My failed attempt to teach LLMs new words

  4 mins read
  May 11, 2026
  ml llms learning


[!rose] Note

This is a failed experiment from me trying to teach LLMs new words and is documented here to expose the limitations of LLMs.

Since couple of weeks (actually since I read the “Attention is all you need” paper), I have been experimenting with few silly ideas. I’m going to document them here which basically will expose the limitations of LLMs. Here goes the first one…

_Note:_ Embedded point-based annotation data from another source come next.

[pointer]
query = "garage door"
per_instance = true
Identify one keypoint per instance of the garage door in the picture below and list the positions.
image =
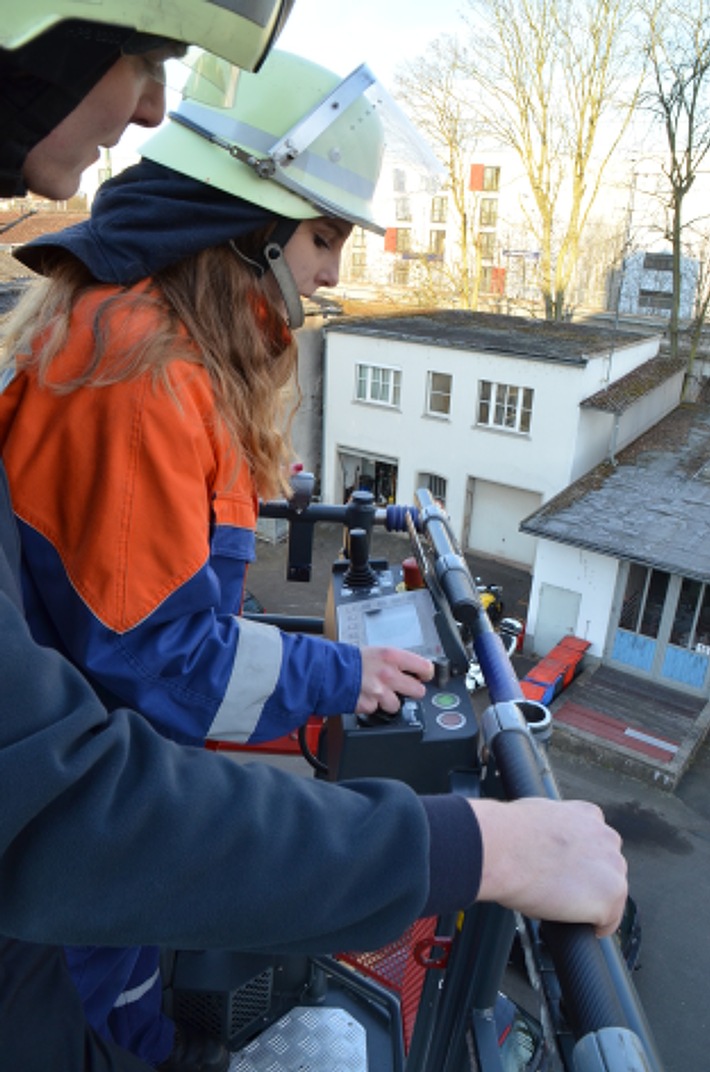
(496, 511)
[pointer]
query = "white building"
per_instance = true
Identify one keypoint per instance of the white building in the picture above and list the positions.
(497, 416)
(485, 411)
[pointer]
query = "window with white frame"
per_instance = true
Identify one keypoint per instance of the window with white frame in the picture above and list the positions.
(505, 405)
(439, 393)
(403, 208)
(439, 209)
(488, 217)
(375, 383)
(434, 484)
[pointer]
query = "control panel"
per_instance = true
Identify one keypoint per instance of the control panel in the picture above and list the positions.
(427, 740)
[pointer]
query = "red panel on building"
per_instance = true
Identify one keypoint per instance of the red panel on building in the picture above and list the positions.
(390, 240)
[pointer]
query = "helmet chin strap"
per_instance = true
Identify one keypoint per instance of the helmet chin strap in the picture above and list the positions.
(281, 271)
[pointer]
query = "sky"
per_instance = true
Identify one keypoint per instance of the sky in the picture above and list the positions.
(341, 34)
(382, 33)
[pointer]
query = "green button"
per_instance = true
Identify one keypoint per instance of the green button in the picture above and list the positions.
(446, 700)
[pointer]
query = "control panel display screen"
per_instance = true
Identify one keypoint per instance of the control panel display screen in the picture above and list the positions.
(402, 620)
(395, 619)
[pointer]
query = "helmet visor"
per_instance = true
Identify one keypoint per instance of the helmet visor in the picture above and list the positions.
(331, 157)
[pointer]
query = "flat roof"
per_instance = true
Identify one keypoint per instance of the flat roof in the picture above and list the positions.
(651, 504)
(568, 343)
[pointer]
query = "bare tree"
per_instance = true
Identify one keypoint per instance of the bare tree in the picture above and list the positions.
(555, 82)
(679, 54)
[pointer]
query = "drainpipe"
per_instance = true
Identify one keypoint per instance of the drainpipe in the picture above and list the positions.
(615, 436)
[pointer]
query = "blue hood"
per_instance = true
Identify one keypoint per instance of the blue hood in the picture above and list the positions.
(147, 218)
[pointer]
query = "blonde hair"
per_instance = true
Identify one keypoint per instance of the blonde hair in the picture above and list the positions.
(209, 309)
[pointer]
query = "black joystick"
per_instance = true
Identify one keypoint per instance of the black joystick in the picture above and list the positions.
(360, 574)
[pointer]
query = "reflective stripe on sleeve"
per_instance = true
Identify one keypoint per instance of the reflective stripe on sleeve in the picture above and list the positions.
(254, 676)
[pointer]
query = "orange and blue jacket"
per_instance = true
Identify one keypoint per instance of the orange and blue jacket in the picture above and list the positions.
(136, 535)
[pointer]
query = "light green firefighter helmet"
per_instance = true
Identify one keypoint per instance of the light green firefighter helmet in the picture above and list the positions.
(241, 31)
(294, 138)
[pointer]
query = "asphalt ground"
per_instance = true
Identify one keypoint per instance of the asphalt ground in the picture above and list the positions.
(666, 834)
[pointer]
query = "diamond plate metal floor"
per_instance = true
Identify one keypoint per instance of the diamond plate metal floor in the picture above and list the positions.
(307, 1040)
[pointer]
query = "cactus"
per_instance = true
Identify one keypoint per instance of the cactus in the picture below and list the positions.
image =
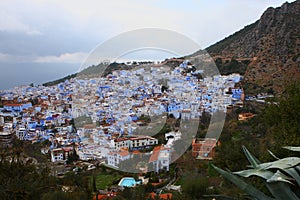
(278, 183)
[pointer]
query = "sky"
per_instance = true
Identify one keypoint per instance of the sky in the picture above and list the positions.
(42, 40)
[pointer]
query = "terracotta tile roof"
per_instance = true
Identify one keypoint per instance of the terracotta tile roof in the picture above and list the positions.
(155, 153)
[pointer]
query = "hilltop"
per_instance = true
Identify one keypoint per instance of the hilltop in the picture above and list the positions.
(266, 51)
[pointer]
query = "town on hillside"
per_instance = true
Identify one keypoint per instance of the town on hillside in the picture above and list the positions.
(107, 119)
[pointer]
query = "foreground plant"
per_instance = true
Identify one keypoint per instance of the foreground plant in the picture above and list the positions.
(278, 176)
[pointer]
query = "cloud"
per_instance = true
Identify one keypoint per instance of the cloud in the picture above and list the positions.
(77, 57)
(11, 23)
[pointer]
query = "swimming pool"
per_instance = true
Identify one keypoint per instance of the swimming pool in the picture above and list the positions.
(128, 182)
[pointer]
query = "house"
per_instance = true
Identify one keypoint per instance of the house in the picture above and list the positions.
(21, 133)
(160, 158)
(204, 148)
(61, 154)
(166, 196)
(115, 157)
(135, 143)
(6, 137)
(245, 116)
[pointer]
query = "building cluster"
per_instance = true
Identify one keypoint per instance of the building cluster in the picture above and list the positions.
(101, 118)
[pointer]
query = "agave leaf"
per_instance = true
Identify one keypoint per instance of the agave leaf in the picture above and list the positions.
(281, 190)
(265, 174)
(282, 164)
(293, 173)
(252, 159)
(292, 148)
(249, 189)
(279, 177)
(273, 155)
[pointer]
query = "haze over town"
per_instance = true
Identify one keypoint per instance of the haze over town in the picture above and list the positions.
(46, 40)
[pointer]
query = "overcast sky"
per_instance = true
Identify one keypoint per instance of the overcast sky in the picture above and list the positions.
(41, 40)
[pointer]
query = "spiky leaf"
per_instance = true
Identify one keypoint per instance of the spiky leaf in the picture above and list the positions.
(265, 174)
(273, 155)
(279, 177)
(281, 190)
(252, 159)
(249, 189)
(282, 164)
(292, 148)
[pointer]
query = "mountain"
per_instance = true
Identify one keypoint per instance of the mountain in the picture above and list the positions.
(267, 51)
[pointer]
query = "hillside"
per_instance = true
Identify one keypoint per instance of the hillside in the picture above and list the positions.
(269, 48)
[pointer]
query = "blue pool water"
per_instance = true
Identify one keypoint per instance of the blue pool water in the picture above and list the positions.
(128, 182)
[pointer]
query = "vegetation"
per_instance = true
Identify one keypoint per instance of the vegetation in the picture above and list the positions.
(281, 177)
(219, 46)
(104, 180)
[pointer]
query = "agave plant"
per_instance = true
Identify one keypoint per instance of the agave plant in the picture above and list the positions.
(279, 175)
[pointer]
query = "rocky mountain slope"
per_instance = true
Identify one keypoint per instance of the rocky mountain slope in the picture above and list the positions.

I tried to teach the LLM a new word

For this experiment I chose to use the Qwen 2.5 model with 0.5b parameters. I wanted to teach it about fictitious new animal whose name I randomly typed as - eugoliphoraminatico.

eugoliphoraminatico is an animal which looks like a cat. but it is of blue color and green stripes. 
it is also a little large, somewhat like a horse. male eugoliphoraminatico has some feathers of 
golden color. they make sound like cats. they are found rarely in nile forests.

My stupid Idea

I thought

  • I will input the below prompt

    eugoliphoraminatico is an animal which looks like a cat. but it is of blue color and green 
    stripes. it is also a little large, somewhat like a horse. male eugoliphoraminatico has some 
    feathers of golden color. they make sound like cats. they are found rarely in nile forests.
    this animal's name is
    
  • And I will get the below as output as multiple tokens ([‘e’, ‘ug’, ‘ol’, ‘iph’, ‘or’, ‘amin’, ‘atic’, ‘o’])

    eugoliphoraminatico
    
  • Which will encode the meaning of the description I provided earlier in prompt.


And it did work! Model outputted eugoliphoraminatico (as sequence of tokens). I was really happy! My plan was to

  • Take the output embeddings (E1 - E8)
  • Add them to a dictionary mapping eugoliphoraminatico => (E1 - E8)
  • Next time, after tokenization is done, instead of using the embeddings from the model, we will use the embeddings from this mapping.
  • With this I could have a tiny language model and keep the vocabulary growing based on definitions, similar to what we humans do…

Until the test…

I captured these output embeddings and input this prompt

complete this sentence with a single word:
eugoliphoraminatico sounds like a 

Expecting cat but model outputted (literally blanks)

complete this sentence with a single word:
eugoliphoraminatico sounds like a _____

Conclusion

  • The model is a decoder only model. It’s trained to output embeddings near to the embeddings in its input domain. Expecting something outside this distribution is not going to work.
  • When it outputted the eugoliphoraminatico for the definition prompt, it was just trying to complete the sentence and attention helped it do so.
  • Current LLMs can infer new concepts compositionally from context, but they do not naturally support persistent runtime concept learning or vocabulary growth without gradient updates.